Outey was the oldest son of Prince Outeyreachea (1707–1753) and Princess Peou, a daughter of King Ang Em, which made him heir to both rival branches of the Varman dynasty, since Outey's grandfather was King Ang Tong, who had ruled Cambodia.

When Outey was born in 1740, one year after the Vietnamese were expelled by the Siamese army, Chey Chettha's son King Thommo Reachea was ruling Cambodia for the third time in his life, until he died in 1747. Thommo Reachea son and heir was murdered by a brother, the ministers chose a third brother as King, Ang Tong in 1748, but after being attacked by his relative Satha and a Vietnamese army, he fled to Siam.
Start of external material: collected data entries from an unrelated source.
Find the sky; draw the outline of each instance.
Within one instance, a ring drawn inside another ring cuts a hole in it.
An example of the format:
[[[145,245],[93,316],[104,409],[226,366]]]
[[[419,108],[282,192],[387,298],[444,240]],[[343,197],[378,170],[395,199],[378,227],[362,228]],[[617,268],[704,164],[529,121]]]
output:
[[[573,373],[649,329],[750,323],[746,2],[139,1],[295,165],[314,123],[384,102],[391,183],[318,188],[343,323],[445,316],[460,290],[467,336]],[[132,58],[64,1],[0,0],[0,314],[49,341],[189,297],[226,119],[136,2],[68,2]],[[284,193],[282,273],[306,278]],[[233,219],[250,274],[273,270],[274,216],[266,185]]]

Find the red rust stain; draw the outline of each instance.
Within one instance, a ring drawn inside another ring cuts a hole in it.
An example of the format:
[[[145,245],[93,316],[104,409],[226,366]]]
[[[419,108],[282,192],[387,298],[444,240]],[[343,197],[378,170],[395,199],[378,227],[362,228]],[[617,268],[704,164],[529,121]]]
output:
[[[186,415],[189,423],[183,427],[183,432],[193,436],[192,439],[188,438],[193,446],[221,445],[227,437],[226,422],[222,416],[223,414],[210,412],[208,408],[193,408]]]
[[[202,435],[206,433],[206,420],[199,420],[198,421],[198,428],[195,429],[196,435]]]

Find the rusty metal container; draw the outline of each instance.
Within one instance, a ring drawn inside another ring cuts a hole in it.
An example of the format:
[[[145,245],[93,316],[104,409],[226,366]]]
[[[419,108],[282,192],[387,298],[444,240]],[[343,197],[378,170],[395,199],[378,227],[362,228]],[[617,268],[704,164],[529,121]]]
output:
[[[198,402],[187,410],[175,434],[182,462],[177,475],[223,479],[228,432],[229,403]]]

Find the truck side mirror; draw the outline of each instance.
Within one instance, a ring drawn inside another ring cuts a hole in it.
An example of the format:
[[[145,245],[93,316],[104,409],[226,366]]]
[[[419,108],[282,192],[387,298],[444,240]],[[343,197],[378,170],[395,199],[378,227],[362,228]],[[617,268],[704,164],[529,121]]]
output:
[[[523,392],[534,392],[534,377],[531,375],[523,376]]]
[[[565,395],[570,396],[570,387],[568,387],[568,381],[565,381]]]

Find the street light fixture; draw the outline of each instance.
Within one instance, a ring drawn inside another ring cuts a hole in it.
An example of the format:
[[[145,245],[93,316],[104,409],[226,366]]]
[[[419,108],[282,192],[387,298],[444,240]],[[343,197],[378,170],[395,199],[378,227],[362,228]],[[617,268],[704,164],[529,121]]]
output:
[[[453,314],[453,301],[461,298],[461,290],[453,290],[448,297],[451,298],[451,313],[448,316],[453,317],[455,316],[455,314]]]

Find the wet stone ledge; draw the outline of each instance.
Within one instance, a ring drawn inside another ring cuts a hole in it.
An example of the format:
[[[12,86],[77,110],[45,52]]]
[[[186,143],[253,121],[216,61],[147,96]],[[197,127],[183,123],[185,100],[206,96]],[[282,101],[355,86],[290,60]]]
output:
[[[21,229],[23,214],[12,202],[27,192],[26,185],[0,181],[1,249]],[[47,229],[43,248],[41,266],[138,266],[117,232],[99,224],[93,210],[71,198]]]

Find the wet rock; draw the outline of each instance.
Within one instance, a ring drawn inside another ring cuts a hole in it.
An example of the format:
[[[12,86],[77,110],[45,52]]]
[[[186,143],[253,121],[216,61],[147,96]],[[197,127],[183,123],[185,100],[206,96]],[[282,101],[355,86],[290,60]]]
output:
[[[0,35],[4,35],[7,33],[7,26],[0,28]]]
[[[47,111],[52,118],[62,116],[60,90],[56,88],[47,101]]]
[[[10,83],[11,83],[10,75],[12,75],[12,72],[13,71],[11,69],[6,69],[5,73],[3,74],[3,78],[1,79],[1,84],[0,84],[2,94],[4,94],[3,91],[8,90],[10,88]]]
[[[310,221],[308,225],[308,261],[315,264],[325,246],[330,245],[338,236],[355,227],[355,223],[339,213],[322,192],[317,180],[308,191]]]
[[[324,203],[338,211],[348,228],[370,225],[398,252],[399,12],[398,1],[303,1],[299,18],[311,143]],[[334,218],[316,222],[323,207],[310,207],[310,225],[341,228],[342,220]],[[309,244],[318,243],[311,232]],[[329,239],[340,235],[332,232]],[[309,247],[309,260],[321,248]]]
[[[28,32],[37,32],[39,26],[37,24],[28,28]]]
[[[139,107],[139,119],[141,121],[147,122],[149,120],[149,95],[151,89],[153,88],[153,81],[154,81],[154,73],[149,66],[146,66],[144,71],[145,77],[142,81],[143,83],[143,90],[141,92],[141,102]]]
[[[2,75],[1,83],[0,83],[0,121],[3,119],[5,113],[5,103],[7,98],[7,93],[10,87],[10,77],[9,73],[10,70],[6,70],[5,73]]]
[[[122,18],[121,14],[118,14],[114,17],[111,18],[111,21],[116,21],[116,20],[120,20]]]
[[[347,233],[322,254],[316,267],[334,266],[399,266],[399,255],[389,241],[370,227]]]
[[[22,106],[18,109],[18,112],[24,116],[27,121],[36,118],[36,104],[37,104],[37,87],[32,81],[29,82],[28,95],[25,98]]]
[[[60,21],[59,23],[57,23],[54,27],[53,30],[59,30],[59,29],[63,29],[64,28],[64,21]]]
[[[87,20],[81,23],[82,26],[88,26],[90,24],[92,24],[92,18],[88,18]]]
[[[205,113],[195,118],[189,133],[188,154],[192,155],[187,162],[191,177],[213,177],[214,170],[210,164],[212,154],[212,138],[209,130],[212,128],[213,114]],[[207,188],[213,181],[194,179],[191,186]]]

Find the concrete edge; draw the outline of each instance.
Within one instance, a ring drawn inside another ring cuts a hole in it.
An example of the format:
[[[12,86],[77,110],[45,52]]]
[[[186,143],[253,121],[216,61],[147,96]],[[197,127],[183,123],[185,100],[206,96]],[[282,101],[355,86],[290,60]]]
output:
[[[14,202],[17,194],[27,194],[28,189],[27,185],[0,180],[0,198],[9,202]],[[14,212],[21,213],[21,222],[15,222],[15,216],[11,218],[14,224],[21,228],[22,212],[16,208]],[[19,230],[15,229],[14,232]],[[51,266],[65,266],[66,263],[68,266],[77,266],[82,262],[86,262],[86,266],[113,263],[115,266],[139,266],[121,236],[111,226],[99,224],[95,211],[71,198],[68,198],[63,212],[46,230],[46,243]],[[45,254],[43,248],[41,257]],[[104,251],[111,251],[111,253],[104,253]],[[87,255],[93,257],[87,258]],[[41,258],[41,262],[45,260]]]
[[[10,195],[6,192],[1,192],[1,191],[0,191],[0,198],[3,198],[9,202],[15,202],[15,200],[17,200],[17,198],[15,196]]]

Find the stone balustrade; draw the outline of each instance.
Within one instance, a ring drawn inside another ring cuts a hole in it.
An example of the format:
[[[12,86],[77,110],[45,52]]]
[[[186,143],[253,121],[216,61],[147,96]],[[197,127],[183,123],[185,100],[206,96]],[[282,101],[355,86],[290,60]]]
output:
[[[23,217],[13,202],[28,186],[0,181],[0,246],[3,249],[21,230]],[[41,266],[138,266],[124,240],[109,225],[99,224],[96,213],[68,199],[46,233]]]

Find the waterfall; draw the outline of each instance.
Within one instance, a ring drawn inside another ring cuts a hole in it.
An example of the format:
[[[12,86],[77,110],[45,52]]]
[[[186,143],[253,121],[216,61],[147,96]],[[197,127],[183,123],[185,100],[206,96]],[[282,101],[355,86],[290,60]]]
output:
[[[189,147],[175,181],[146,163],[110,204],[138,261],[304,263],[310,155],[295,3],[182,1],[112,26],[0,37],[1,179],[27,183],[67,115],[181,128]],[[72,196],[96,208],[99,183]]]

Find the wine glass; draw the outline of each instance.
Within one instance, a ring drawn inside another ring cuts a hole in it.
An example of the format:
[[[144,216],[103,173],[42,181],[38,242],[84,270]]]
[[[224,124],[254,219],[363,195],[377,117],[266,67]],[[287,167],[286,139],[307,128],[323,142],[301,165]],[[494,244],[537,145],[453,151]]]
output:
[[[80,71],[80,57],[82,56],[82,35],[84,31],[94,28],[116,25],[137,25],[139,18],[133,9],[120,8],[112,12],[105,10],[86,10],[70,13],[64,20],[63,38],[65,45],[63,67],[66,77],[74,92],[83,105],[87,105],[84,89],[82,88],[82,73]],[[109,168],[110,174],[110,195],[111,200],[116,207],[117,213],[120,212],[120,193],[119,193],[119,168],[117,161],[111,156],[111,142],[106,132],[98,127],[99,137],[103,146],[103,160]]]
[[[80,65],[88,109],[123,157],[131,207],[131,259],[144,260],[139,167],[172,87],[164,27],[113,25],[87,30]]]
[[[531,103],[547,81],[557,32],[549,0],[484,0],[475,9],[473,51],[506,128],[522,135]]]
During his exile, the people in Cambodia drove out the Vietnamese once again, and chose Chey Chettha V as King, who after ruling Cambodia for six years, died in 1755, when Outey's grandfather Ang Tong once again was elected King.

Ang Tong died in Pursat in 1757 and Outey became King in 1758, after his grandfather Ang Tong's death.

Outey chose to rule under the protection of the Vietnamese, refused to help the Siamese king Taksin and provoked the Siamese king by calling him "half-Chinese", resulting in Siam sending an army in 1769, during which second invasion he fled to Vietnam in 1771, but returned later, and was reestablished as puppet king in Oudong by a Vietnamese army. A year later he had to flee to Vietnam again.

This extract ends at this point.